It’s been nearly twenty years since the New York Times declared that 1998 was the year of Generasian X filmmakers (http://www.nytimes.com/1998/07/22/movies/a-film-festival-focuses-on-gener-asian-x.html), following an uptick that year in narrative feature films by Asian Americans. Since that time uncountable Asian American filmmakers have released narrative features, including Justin Lin’s BETTER LUCK TOMORROW, Gene Cayajon’s THE DEBUT, and Jennifer Phang’s ADVANTAGEOUS, to name just a few. So by now Asian Americans have pretty much mastered the art of the commercial narrative feature film.
So what separates Randall Okita’s feature film debut, THE LOCKPICKER, from the pack? While there are certainly Asian American features that are more artistically innovative, too often they simply rehash Hollywood filmmaking conventions. I like seeing Asian Americans in romantic comedies or horror movies as much as the next person but I want see some filmic inventiveness in the mix as well. On that count THE LOCKPICKER delivers, as it differs in both style and execution from a lot of the product coming from Asian American directors these days.

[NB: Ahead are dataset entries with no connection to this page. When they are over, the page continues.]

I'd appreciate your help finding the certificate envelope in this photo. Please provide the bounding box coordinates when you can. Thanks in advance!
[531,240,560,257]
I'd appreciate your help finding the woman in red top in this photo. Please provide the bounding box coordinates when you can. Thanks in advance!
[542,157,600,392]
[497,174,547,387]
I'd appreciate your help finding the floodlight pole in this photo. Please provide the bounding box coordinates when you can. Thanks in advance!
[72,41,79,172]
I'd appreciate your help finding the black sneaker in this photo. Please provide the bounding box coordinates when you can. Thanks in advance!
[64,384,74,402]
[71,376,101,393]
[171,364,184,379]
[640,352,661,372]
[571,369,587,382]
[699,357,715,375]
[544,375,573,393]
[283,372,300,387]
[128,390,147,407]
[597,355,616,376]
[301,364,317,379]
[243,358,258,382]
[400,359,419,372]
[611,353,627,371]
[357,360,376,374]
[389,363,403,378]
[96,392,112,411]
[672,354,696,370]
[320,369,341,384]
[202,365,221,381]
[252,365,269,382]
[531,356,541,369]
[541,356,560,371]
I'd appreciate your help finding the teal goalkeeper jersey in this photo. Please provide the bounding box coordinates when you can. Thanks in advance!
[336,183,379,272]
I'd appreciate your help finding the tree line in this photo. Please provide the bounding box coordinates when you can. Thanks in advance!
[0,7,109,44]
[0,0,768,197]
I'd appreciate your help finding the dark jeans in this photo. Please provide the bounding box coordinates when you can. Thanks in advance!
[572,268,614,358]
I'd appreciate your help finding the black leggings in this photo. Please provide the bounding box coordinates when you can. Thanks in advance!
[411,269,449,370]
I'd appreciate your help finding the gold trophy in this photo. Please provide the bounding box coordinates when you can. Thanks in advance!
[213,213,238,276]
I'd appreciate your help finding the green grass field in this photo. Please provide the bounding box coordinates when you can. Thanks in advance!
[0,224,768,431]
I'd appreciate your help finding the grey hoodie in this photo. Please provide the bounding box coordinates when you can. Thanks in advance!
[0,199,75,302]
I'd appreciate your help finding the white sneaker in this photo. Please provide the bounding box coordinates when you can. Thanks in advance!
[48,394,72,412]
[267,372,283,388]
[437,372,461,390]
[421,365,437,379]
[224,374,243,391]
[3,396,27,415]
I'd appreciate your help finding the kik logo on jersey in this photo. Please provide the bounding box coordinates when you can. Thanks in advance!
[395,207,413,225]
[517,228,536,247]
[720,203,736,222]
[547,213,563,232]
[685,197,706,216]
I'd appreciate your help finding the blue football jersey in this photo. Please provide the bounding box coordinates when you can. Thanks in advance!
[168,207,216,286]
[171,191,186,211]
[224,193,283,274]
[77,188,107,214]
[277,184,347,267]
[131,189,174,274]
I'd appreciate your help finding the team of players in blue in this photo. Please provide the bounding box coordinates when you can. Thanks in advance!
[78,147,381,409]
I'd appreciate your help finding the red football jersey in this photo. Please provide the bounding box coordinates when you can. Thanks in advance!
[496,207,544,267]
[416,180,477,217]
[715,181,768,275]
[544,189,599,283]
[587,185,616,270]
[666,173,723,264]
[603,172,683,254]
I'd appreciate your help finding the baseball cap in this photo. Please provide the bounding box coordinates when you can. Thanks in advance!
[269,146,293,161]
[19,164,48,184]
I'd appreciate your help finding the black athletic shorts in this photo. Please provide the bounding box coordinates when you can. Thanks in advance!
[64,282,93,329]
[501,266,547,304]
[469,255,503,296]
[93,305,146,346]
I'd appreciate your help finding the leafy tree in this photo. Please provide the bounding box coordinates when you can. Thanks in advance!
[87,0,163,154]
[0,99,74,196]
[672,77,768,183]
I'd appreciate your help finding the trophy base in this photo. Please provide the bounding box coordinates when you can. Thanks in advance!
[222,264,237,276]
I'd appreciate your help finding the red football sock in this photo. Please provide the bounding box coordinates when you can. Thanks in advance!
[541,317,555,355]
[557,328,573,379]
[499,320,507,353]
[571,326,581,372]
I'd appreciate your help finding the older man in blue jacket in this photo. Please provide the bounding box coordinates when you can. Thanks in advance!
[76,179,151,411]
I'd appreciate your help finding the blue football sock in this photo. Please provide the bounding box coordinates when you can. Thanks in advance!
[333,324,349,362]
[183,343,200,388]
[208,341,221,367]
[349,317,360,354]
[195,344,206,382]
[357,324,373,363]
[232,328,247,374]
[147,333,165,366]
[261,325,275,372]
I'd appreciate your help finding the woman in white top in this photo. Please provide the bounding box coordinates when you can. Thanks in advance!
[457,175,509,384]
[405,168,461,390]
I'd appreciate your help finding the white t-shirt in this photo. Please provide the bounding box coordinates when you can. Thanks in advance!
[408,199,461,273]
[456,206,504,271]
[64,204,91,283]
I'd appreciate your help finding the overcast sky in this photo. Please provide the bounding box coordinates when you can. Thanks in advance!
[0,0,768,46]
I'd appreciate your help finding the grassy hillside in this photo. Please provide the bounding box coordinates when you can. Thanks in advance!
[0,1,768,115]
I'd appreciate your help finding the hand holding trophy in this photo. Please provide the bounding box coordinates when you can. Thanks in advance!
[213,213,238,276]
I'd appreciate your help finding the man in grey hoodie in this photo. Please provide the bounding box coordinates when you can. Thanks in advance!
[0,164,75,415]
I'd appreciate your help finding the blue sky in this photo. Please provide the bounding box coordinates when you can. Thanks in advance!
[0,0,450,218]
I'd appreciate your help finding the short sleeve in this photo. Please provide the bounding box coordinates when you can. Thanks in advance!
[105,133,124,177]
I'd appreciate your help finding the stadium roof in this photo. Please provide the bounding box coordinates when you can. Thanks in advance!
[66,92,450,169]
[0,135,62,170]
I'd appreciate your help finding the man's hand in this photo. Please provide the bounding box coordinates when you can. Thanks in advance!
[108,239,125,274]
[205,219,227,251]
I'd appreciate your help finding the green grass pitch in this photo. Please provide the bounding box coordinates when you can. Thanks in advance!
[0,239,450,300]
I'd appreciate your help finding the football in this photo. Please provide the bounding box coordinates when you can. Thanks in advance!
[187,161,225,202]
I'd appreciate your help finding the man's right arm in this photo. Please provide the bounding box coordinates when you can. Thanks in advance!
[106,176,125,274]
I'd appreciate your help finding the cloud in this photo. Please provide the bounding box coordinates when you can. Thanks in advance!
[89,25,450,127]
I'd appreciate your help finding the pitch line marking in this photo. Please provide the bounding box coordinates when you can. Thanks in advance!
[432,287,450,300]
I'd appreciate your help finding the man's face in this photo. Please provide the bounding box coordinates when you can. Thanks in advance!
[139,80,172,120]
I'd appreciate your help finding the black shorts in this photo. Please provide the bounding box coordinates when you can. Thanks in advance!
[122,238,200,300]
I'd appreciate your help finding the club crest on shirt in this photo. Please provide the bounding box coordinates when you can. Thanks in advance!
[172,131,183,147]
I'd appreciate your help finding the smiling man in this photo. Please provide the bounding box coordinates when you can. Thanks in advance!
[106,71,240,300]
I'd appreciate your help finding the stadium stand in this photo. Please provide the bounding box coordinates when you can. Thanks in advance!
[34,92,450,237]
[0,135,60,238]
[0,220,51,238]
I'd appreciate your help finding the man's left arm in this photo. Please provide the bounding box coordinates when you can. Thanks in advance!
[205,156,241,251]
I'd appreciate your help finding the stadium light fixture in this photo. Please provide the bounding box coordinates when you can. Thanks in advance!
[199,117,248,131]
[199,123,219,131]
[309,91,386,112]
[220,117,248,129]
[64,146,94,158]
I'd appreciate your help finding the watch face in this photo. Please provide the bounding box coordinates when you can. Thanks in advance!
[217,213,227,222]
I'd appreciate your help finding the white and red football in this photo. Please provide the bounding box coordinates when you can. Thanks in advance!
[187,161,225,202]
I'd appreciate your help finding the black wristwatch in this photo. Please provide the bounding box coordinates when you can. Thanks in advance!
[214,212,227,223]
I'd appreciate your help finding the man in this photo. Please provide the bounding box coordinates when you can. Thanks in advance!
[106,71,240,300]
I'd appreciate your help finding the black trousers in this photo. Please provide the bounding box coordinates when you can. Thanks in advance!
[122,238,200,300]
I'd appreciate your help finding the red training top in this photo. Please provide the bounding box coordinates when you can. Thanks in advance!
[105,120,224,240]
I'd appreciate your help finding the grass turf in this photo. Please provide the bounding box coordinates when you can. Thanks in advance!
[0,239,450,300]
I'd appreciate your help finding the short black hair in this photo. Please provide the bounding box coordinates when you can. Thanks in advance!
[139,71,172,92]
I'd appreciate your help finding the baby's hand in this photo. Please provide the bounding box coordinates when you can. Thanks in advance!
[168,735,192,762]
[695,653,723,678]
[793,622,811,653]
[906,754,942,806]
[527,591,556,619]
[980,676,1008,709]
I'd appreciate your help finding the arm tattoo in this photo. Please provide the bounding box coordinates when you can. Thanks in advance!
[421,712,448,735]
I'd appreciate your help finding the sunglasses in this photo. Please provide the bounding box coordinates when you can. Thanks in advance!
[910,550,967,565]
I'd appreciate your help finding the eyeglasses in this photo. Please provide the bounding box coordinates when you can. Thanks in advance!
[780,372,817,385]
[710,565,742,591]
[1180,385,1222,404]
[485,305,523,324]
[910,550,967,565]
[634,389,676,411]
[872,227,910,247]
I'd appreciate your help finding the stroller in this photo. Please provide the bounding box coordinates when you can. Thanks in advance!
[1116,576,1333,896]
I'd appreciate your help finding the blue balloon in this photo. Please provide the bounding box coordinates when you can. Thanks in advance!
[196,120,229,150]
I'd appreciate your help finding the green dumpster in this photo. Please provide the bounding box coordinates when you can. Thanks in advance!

Okita created the film, which follows the everyday experiences of a solitary teenager, in collaboration with students at a Toronto-area high school and most of the performers are first-time actors. This includes the film’s lead actor, Keigian Umi Tang, whose performance is as emotionally true and vibrant as anything I’ve seen on screen lately. Okita’s collaborative and improvisational filmmaking style leads to a textured and nuanced portrait of teen despair that rings truer than most cinematic depictions of adolescence. The film’s somewhat unstructured narrative also echoes the mercurial rollercoaster of teen life, where every event is potentially calamitous and every encounter can explode into violence. Yet despite its fraught subject matter the film is understated and finely drawn. Okita brings a layer of sensitivity and subtlety to a potentially overwrought subject matter that’s rare and notable, especially for a debut feature. The film represents a step forward in the development of Asian American filmmaking.
NOTE: I use the term Asian American filmmaking as a genre, not a geographic locator, since Okita’s film is set in Canada.